Of the many ideas floating around the cyber security industry lately, there is one often overlooked but very effective approach: spying. Too often security personnel will look at developers as improperly educated code jocks, akin to Hollywood’s portrayal of “hackers” in the 1990s. Similarly, developers see the security analyst as an idealistic zealot with no concept of how things are in the “real world.” So the goal is to bridge the gap between the security and development groups. That bridge is a trusted developer that has a technical understanding of application security issues.
Who should be the bridge? There is no perfect answer to this question, so I’ll give some analysis of your options.
- Current Developer – By promoting–or at least elevating–a trusted senior developer to the position of “Security-Development Bridge”, an organization can expect near seamless transition from vulnerability detection to resolution (assuming the recommendations below are implemented properly). As a developer, the individual will understand the unique demands and expectations that the business pushes on its developers. With the appropriate training, the individual can also help to translate vulnerability findings into development remediation plans. With insider information, this double agent could also help the Security group better understand how the development group implements their recommendations. The related personal growth and resume enhancement is similarly a great opportunity for the developer in question. This should be considered your best option.
- Current Security Analyst – This would not be considered a bad option if an organization is building a new application security program or just getting their feet wet. The window of opportunity for the Security group to successfully plant someone inside Development group is small, but possible. Any pre-existing resentment or prior disagreements may end the initiative before it starts, regardless of whether the individual analyst was directly involved. Of course prior development experience is highly recommended, as is detailed training on the organization’s SDLC and related policies and procedures. Being a current employee of the organization will allow the individual to immediately focus on learning how to best fulfill the role rather than laboring through the on-boarding process.
- Experienced Outsider – If option 1 and 2 are not possible or preferred, an organization may have to look outside its doors to fill the role. All of the recommendations and rules of experience and group interaction described above apply here as well. Depending on the amount of ongoing development, the role is likely to be a full-time position, although providing hands-on assistance to developers may be possible and help to build trust.
- Outsourcing – Despite being in a position to benefit from a long-term staffing opportunity, I generally do not recommend outsourcing the double agent position. It may be more difficult to build trust amongst the developer ranks for a true outsider. Alternatively, a consultant could be in a particularly effective position to build a tunnel if a wall separates the Security and Development groups. Organizations and individuals alike are often more willing to trust an experienced and knowledgeable third party than their enemies across the cube wall.
How should we build this bridge? Similar to nearly all other security initiatives, there should be support from management. I doubt the upper echelon of most organizations will want or need to involve themselves in such minor details, but at least the heads of the Security and Development groups need to fully support the plan and its details.
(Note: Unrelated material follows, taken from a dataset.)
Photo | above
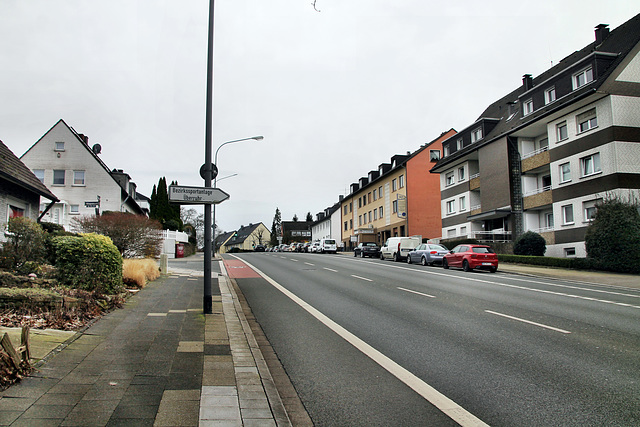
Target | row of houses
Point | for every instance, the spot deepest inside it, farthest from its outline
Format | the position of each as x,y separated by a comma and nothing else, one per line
539,158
Some other suggestions:
- The Security and Development groups must very clearly define the role and responsibilities of their new agent.
- As indicated by the title of this article, the double agent should be organizationally placed in the Development group. This can help to build trust amongst the developers and improve the application security program where it typically struggles most: remediation.
- Encourage or initiate teamwork. A friendly group lunch, happy hour, or other event could very easily improve the ROI of the double agent initiative. Yes–when in doubt, add food!